Court of Appeals of Arkansas, Division II

December 11, 2019

Derrick HEARD, Appellant
v.
STATE of Arkansas, Appellee

Page 216

          APPEAL FROM THE JACKSON COUNTY CIRCUIT COURT [NO. 34CR-17-109], HONORABLE HAROLD S. ERWIN, JUDGE

         Ronald L. Davis, Jr., Law Firm, PLLC, Little Rock, by: Ronald L. Davis, Jr., for appellant.

         Leslie Rutledge, Att’y Gen., by: Brad Newman, Ass’t Att’y Gen., for appellee.

         OPINION

         BART F. VIRDEN, Judge

          Appellant Derrick Heard appeals an order from the Jackson County Circuit Court denying his motion to transfer his charges to the juvenile division of the circuit court and denying his request for extended juvenile jurisdiction designation (EJJ). We affirm.
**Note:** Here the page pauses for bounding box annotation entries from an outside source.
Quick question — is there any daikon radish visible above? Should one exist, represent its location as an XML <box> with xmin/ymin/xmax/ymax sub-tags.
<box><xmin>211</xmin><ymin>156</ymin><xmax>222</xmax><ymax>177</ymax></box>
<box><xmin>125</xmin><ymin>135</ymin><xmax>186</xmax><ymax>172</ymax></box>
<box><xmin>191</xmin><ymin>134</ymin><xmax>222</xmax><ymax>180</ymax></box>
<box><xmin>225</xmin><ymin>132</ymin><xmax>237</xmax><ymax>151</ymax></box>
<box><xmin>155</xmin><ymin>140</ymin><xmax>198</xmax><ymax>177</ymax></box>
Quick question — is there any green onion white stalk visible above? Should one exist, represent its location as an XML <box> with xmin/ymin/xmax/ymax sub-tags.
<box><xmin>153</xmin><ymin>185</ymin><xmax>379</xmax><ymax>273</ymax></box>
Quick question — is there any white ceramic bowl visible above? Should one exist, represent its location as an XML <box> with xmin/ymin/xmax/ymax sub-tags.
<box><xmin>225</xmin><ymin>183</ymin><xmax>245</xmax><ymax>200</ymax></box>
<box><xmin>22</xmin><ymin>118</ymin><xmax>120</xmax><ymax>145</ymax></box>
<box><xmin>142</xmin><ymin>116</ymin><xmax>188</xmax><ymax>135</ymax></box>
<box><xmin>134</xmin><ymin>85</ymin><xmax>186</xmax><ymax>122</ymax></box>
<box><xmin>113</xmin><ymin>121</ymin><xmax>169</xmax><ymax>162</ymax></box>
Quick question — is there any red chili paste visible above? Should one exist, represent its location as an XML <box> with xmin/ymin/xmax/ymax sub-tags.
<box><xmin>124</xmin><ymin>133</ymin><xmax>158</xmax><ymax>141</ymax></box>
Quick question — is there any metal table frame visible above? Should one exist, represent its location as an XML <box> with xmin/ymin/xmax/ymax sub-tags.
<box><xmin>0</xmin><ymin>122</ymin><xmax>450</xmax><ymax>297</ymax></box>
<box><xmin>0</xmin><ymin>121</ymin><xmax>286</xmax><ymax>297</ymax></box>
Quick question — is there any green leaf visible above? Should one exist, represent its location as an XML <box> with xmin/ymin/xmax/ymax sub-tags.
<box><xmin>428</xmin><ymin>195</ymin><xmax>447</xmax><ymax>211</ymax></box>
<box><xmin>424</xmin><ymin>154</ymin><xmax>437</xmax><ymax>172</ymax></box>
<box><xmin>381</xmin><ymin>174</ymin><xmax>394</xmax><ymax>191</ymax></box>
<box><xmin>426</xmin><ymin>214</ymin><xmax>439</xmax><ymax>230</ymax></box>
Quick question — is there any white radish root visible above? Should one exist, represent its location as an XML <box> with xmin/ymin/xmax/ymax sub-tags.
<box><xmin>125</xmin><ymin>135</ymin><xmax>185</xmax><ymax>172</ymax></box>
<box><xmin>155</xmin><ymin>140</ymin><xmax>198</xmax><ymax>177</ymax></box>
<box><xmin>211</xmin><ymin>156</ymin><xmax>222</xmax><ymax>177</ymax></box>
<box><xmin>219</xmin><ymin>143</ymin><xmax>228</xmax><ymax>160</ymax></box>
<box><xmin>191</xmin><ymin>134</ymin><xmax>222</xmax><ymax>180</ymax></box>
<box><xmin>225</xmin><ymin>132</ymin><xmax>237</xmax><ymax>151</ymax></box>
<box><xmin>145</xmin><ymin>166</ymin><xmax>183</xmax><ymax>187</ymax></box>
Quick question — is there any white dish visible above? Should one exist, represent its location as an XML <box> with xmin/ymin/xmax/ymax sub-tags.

         A prosecuting attorney has the discretion to charge a juvenile, sixteen years of age or older, in the juvenile or criminal division of circuit court if the juvenile has allegedly engaged in conduct that, if committed by an adult, would be a felony.

Page 217

Ark. Code Ann. § 9-27-318(c)(1) (Repl. 2015). Given that discretion and the felony nature of the charges, the State charged Heard as an adult in the Jackson County Circuit Court with capital murder, attempted capital murder, breaking or entering, theft of property, and possession of a handgun by a minor stemming from events that took place on June 12, 2017, when Heard was sixteen years old.

          On May 8, 2018, Heard filed a motion to transfer to the juvenile division of the circuit court and requested a hearing. At the hearing, the forensic psychologist who had earlier evaluated Heard to determine his fitness to proceed, Melissa Dannacher, testified that Heard had been diagnosed with ADHD and conduct disorder. She opined that during his childhood, Heard experienced family instability. Dannacher stated that she believed Heard feigned psychotic symptomatology during the evaluation and that he was competent to proceed. In the written report, Dannacher opined that at the time of the alleged offenses, Heard was not experiencing an impairing mental disease or defect and that he was able to appreciate the criminality of his behavior and had the capacity to conform his behavior to the law. The examiner testified that Heard possessed a basic understanding of the criminal proceedings against him and possessed the capacity to rationally assist with his defense. As a result of Dannacher’s testimony, the court found Heard competent to proceed.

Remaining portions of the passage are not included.